Wednesday 16 April 2014

Biovisions

These are some great biology videos from Harvard University.

Biovisions - Inner Life of a Cell
https://www.youtube.com/watch?v=wJyUtbn0O5Y

Biovisions - Powering the Cell: Mitochondria
https://www.youtube.com/watch?v=RrS2uROUjK4

and a lot more available at:
http://multimedia.mcb.harvard.edu/media.html

The Youtube versions are better for a projector screen than the ones you can get on the Harvard site. (Larger and clearer).


Inner Life of a Cell is a great way to introduce cell parts, either for juniors and seniors.

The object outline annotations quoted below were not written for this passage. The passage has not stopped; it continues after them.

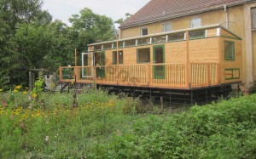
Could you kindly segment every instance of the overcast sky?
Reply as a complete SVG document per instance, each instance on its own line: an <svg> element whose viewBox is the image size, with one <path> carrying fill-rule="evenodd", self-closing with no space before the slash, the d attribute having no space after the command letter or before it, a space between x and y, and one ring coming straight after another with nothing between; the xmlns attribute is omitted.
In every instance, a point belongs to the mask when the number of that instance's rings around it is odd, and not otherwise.
<svg viewBox="0 0 256 159"><path fill-rule="evenodd" d="M68 23L72 14L79 14L84 8L94 13L107 15L116 20L125 18L125 13L135 14L150 0L44 0L43 9L48 10L53 19Z"/></svg>

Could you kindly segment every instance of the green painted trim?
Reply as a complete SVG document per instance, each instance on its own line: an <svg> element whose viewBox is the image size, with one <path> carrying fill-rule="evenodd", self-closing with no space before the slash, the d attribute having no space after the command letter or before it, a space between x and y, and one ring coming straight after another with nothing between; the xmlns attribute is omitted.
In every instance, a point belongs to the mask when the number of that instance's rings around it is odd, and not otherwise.
<svg viewBox="0 0 256 159"><path fill-rule="evenodd" d="M236 46L235 46L235 42L233 41L224 41L224 47L225 47L225 43L233 43L233 50L234 52L232 53L234 54L234 59L226 59L226 50L224 49L224 60L229 60L229 61L234 61L236 60Z"/></svg>
<svg viewBox="0 0 256 159"><path fill-rule="evenodd" d="M230 39L235 39L235 40L242 40L240 37L229 37L229 36L220 36L220 37L224 37L224 38L230 38Z"/></svg>
<svg viewBox="0 0 256 159"><path fill-rule="evenodd" d="M239 71L239 77L234 77L234 71L236 71L236 70L238 70L238 71ZM226 78L225 77L225 80L240 79L240 77L241 77L240 68L229 68L229 69L225 69L225 71L232 71L232 77L230 77L230 78ZM225 75L226 75L226 73L225 73Z"/></svg>
<svg viewBox="0 0 256 159"><path fill-rule="evenodd" d="M166 62L166 54L165 54L165 45L156 45L156 46L153 46L153 63L155 60L155 48L163 48L163 64ZM163 67L163 76L162 77L157 77L156 76L156 67L157 65L154 65L153 66L153 74L154 74L154 79L165 79L166 78L166 65L159 65L159 66L162 66Z"/></svg>

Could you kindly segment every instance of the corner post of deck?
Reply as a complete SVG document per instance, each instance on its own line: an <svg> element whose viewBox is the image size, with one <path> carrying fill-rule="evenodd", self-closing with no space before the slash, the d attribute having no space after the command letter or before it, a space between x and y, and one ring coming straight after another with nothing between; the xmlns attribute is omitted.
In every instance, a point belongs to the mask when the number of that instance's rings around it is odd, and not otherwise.
<svg viewBox="0 0 256 159"><path fill-rule="evenodd" d="M190 83L190 65L189 65L189 31L186 31L186 48L187 48L187 88L191 88Z"/></svg>
<svg viewBox="0 0 256 159"><path fill-rule="evenodd" d="M62 81L62 67L60 67L60 81Z"/></svg>

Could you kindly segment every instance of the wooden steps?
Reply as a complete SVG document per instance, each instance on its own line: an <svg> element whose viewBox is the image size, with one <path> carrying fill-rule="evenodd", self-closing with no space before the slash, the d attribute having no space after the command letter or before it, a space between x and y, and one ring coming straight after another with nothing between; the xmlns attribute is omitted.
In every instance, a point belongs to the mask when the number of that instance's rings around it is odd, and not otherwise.
<svg viewBox="0 0 256 159"><path fill-rule="evenodd" d="M243 95L250 95L249 90L245 86L245 83L241 83L238 85L238 87Z"/></svg>

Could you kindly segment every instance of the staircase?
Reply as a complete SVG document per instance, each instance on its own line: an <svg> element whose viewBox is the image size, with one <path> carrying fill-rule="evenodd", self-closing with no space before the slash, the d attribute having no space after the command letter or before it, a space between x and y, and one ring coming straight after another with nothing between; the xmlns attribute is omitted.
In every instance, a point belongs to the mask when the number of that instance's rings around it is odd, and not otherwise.
<svg viewBox="0 0 256 159"><path fill-rule="evenodd" d="M243 95L250 95L249 90L247 88L247 87L245 86L245 83L240 83L238 85L241 92L242 93Z"/></svg>

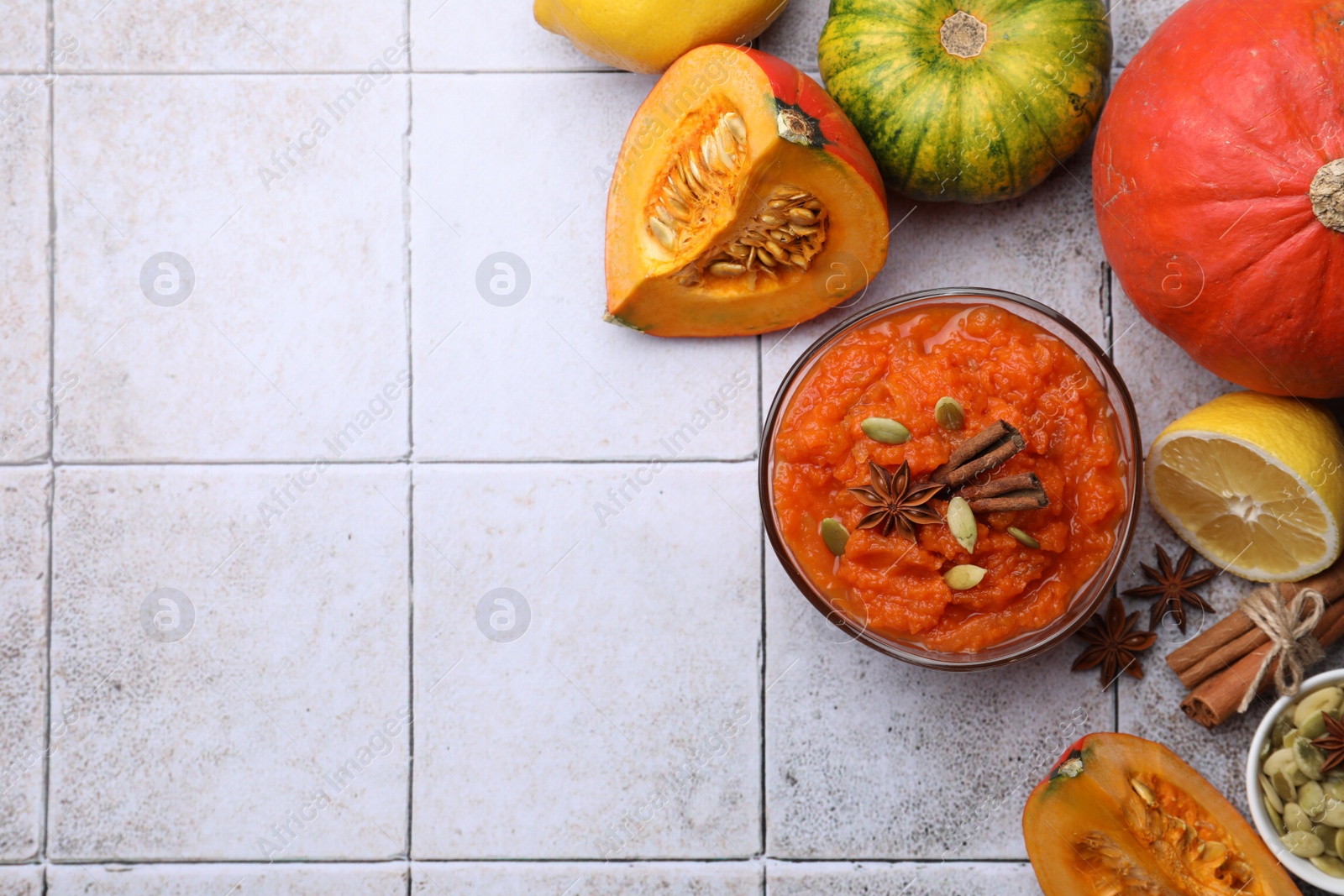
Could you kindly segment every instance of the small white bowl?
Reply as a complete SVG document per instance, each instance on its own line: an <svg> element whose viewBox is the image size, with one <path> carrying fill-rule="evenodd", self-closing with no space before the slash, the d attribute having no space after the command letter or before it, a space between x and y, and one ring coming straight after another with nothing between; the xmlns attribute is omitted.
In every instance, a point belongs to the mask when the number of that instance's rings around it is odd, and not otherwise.
<svg viewBox="0 0 1344 896"><path fill-rule="evenodd" d="M1296 701L1298 697L1312 693L1318 688L1327 685L1344 685L1344 669L1335 669L1333 672L1322 672L1318 676L1312 676L1302 682L1302 688L1297 697L1279 697L1278 701L1269 708L1265 713L1265 719L1261 720L1259 728L1255 729L1255 736L1251 737L1251 751L1246 756L1246 802L1251 807L1251 818L1255 821L1255 830L1259 832L1261 840L1269 846L1269 850L1284 864L1290 873L1296 877L1301 877L1312 887L1324 889L1327 893L1340 893L1344 896L1344 877L1331 877L1322 870L1318 870L1316 865L1300 858L1293 853L1288 852L1288 846L1284 841L1278 838L1278 832L1274 830L1274 822L1269 819L1269 813L1265 811L1265 799L1259 789L1259 768L1261 747L1269 740L1270 731L1274 728L1274 720L1288 709L1288 705Z"/></svg>

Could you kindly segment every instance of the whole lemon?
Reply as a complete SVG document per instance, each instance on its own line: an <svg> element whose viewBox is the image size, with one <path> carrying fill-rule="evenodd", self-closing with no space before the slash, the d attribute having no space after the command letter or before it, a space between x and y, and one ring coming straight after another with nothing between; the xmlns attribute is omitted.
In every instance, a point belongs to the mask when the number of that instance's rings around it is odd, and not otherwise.
<svg viewBox="0 0 1344 896"><path fill-rule="evenodd" d="M532 15L598 62L653 74L707 43L745 44L789 0L535 0Z"/></svg>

I find it best to run through the video about three times:

  1. First time I just show them the video without any prompting other than writing the video title on the board. Don't tell 'em anything about the video, just start playing it. Make sure you have sound.
  2. Then I tell them. "This is a computer-generated animation of the processes that occur within a single human cell. It was developed by Harvard University as the beginning of one of their biology courses. Nearly everything you see in this video is scientifically accurate. They've left out the water molecules so that you can actually see the different cell parts clearly, and they've made the motions a little smoother than what actually happens. But everything you see comes from our understanding of what happens inside human, and other cells." Then I run through the video again, with the sound muted, stopping and starting at each section, telling them the names of the cell parts, and what they do. I also write the cell parts on the board in a table (see below).
  3. Then I usually play the video once more with sound from start to end.
The rest of the lesson is dedicated to helping the students fill in the table below. This acts as a brilliant way to start cell parts, and act as a summary.

Parts of a Cell
Found …
Function
Cell Membrane
    membrane proteins
    phospholipid bilayer





Cytoskeleton
    actin filaments
        actin-cutting enzymes
    microtubules





Motor Kinases




Vesicle




Centrosome
    centrioles





Nucleus
    nuclear pores
    messenger RNA





Ribosomes




Mitochondria




Endoplasmic Reticulum




Golgi Apparatus





There are a lot of concepts that are embedded in this video. Not all are appropriate for junior students, but you can teach a lot from this video:
  1. All the bits you see are made up of molecules, collections of atoms. This deserves emphasis.
  2. The cell membrane is a 2 dimensional "sea" of oily particles. That's why animal cells are flexible. Plants have an extra cell wall outside the cell membrane to make them rigid.
  3. The cell membrane has lots of proteins that float in it, and act as pumps, sensors and messengers to other cells. In the video, the white blood cell is rolling along the wall of a blood vessel, until it receives a message from the cell in the blood vessel wall. Most of this video occurs in the blood vessel cell, and the blood vessel cell is trying to tell the white blood cell that there is an infection.
  4. The actin and microtubule filaments in the cytoskeleton are dynamic, built up and broken apart - without this, the cell wouldn't be able to move.
  5. Kinases actually move like that! Maybe not as smoothly as shown in the animation, but they actually step along microtubules.
  6. The centrosome helps control the cell cytoskeleton, and are involved in cellular reproduction and division. "They act as anchors."
  7. The ribosome reads the mRNA exactly like that. The first bit of it's motion after joining the mRNA is a quick scan to find the start codon (Start code). Once this is found, the ribosome reads the mRNA and builds a protein from the information it finds in the mRNA. When it hits a stop codon, the ribosome falls off the mRNA. Nearly everything on this planet shares the same start and stop codon sequence.
  8. Some proteins are released into the cytoplasm. The video shows one going towards the mitochondria, the power plant of the cell. In high level classes, it deserves mentioning the symbiotic theory of mitochondria and chloroplasts.
  9. Over 90% of proteins are released into the endoplasmic reticulum instead. The ER is full of proteins that modify the proteins - trimming them, folding them and adding sugar molecules. I like to say that the ER is like a conveyor belt in a factory. The ribosome welds the protein together, the ER proteins then sand, shape and "paint" and "tag" the protein.
  10. The Golgi Apparatus is like a post office. It reads the tags on the proteins from the ER, packs them up into vesicles and sends them on their way to different parts of the cell. It also builds the phospholipids for the different membranes.
  11. The last part of the video inside the cell, shows a vesicle from the Golgi Apparatus reaching the edge of the cell and merging with the cell membrane. This is not only how membrane proteins get to the edge of the cell, but it is also how the cell membrane grows and is repaired.
The other two videos in this series are good, but not as clear as Inner Life.